In a survey of 62 companies with revenue of less than $500 million, almost two-thirds said they consider it very important to prioritize products that may exceed what’s currently available and to demonstrate the value of products to payers. Yet half said they are unlikely to add people with reimbursement expertise to their management, clinical development team or board, the report showed.

These kinds of considerations may affect interest from larger companies looking to make acquisitions or partnerships. Sabry said Genentech only undertakes deals with companies that have products with demonstrated potential value to the health- care system, holding potential partners to the same standards as internal projects.

New Approval

“It sounds like reimbursement is the new approval,” said Les Funtleyder, a health-industry analyst at New York-based investment firm Poliwogg LLC. “It might be a consideration in M&A, with big pharma waiting on reimbursement before they do a deal or at least have that as a consideration in the deal.”

Mergers and acquisitions are increasingly important for investors in early-stage biotechnology companies as the market for initial public offerings remains unfavorable and unpredictable, Ernst & Young said. Last year, the total value of mergers and acquisitions involving U.S. and European biotechnology companies increased 9 percent from 2011, adjusting for two “mega-mergers” that year.
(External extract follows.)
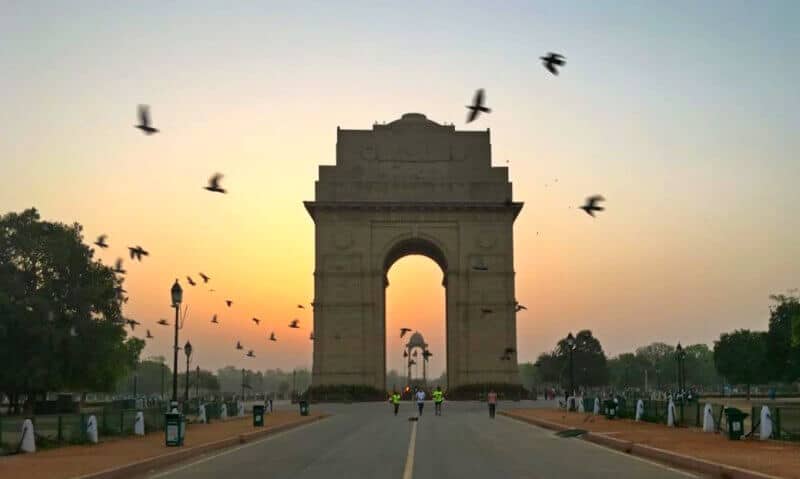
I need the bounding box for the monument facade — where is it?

Total transaction value was $27.4 billion in 2012, the highest “non-megadeal total” since 2008. The average deal size was $566 million and premiums “remained strong,” with many exceeding 50 percent, according to the report.

The two large deals of 2011 were Paris-based Sanofi (SAN)’s acquisition of Genzyme Corp. for $20.1 billion and Foster City, California-based Gilead’s purchase of Pharmasset Inc. for $11 billion.

In 2012, the biggest biotechnology deal was Bristol-Myers Squibb Co. (BMY)’s purchase of Amylin Pharmaceuticals Inc. for $5.3 billion to gain diabetes drugs. Amgen, based in Thousand Oaks, California, was the most active buyer of the year with purchases such as Micromet Inc., for $900 million, and Kai Pharmaceuticals Inc., for $315 million.